Alessandra Rosabianca, psicologa psicoterapeuta

A. ROSABIANCA parla di
Come affrontare il momento della diagnosi

COME AFFRONTARE IL MOMENTO DELLA DIAGNOSI?

Quanti mesi, o forse anni, avete dovuto aspettare prima di avere una diagnosi?

Molti di voi, probabilmente, sono ancora in attesa.

Anni di fastidi, di dolori, di segnali cui non avete dato peso, o cui i medici non hanno dato peso.

Per qualcuno di voi l’esordio è stato acuto, per molti altri insidioso.

E poi quel giorno arriva. Quel fatidico momento in cui vi dicono che è psoriasi, artrite psoriasica, artrite reumatoide o qualche altra patologia reumatologica, autoimmune, infiammatoria ma soprattutto cronica.

Il momento della diagnosi può fissarsi nella memoria, cristallizzarsi nell’esperienza del singolo, dove il senso del tempo si perde e la mente inizia a vagare e a riempirsi di domande: oddio cosa vuol dire? E adesso come faccio? Che futuro mi aspetta? A chi lo posso dire? E se al lavoro lo scoprono? Si può sperimentare una sorta di distacco dalla realtà e la voce del medico sembra irreale e lontana; si è travolti da una serie di pensieri ed emozioni che ci allontanano dal presente. Oppure congeliamo i nostri vissuti, come se quella comunicazione non ci riguardasse, e abbiamo la sensazione che la cosa non ci stia toccando. Ma poi, magari, pensieri ed emozioni riemergono in altra forma, senza la nostra consapevolezza o padronanza.

Per qualcuno la diagnosi è invece una “liberazione”: dopo anni senza risposte, finalmente un nome che dà senso alla propria sofferenza e una possibilità di cura.

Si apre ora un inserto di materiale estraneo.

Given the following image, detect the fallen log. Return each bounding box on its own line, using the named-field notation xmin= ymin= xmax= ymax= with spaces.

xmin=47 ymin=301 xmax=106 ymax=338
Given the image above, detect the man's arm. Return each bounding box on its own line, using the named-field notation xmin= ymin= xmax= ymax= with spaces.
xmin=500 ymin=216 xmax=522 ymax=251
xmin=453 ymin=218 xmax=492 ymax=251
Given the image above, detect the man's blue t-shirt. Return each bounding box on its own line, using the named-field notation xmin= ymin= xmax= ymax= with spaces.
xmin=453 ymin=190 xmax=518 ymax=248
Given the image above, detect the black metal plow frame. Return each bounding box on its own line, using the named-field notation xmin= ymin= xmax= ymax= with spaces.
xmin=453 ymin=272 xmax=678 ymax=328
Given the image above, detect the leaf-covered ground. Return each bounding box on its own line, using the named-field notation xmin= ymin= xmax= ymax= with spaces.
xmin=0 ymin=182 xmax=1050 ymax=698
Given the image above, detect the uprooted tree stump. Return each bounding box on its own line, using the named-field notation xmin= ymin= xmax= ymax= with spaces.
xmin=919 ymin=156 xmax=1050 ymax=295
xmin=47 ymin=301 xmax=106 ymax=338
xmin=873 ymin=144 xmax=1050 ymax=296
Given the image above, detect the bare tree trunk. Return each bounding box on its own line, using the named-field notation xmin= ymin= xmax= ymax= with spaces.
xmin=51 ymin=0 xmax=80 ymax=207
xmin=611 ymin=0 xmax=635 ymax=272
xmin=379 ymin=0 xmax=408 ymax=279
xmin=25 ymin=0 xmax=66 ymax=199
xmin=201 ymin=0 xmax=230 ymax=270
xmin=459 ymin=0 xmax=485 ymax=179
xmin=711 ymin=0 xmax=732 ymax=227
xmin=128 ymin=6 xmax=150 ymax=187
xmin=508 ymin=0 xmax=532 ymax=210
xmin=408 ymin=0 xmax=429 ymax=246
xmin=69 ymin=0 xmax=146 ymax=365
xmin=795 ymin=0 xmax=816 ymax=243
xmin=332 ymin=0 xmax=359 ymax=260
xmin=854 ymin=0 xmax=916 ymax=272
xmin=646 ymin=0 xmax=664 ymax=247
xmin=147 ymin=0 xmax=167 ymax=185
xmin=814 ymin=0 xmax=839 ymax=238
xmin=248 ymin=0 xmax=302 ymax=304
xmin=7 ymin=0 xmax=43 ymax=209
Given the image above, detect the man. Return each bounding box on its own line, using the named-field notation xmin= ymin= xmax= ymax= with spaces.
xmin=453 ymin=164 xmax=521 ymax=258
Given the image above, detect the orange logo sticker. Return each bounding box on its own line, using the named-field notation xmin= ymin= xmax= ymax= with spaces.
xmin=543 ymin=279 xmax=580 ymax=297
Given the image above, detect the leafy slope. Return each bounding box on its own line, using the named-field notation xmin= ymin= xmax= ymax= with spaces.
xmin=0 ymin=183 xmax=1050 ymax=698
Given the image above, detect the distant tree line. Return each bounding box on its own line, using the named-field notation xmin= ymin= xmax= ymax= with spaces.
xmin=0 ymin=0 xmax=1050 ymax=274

In ogni caso un momento di smarrimento è comprensibile, ed è lecito prendersi del tempo per elaborare quello che ci è stato detto. Un tempo che è soggettivo e che varia per ciascuno di noi e richiede un processo di adattamento. Un tempo che non scorre in maniera lineare, ma attraversa fasi differenti, nelle quali emergeranno emozioni, bisogni, riflessioni, dubbi.

Per questo vi suggerisco di cercare un canale di comunicazione con i vostri curanti, come può essere una e-mail, per i momenti di necessità.

Prendete nota di quello che via via vi succede e segnatevi le domande che sono rimaste senza risposta, per poterle condividere alla prossima visita, così da non dimenticare nulla. Una buona alleanza con l’equipe di sanitari che vi segue rappresenta sicuramente un fattore positivo nell’affrontare la malattia.

Non abbiate il timore di chiedere l’aiuto di un professionista che vi supporti anche da un punto di vista psicologico, vi sostenga nell’elaborazione della diagnosi, nella comprensione e gestione di eventuali vissuti ansioso-depressivi che possono insorgere, e che vi aiuti ad attivare risorse utili ai fini della gestione della patologia.

Può essere poi che il momento della diagnosi venga vissuto come uno spartiacque: c’è un prima e un dopo. Una specie di frattura nella continuità narrativa della nostra vita. Una “discontinuità biografica” con una conseguente “revisione” volta a integrare, nella propria identità e nell’immagine di sé, questo nuovo elemento.

Nel far questo ricordatevi che voi non siete la vostra malattia! Voi siete qualcosa di molto più complesso, articolato e sfaccettato di una diagnosi! Voi siete persone, individui unici e irripetibili, protagonisti della vostra vita e del vostro percorso di cura.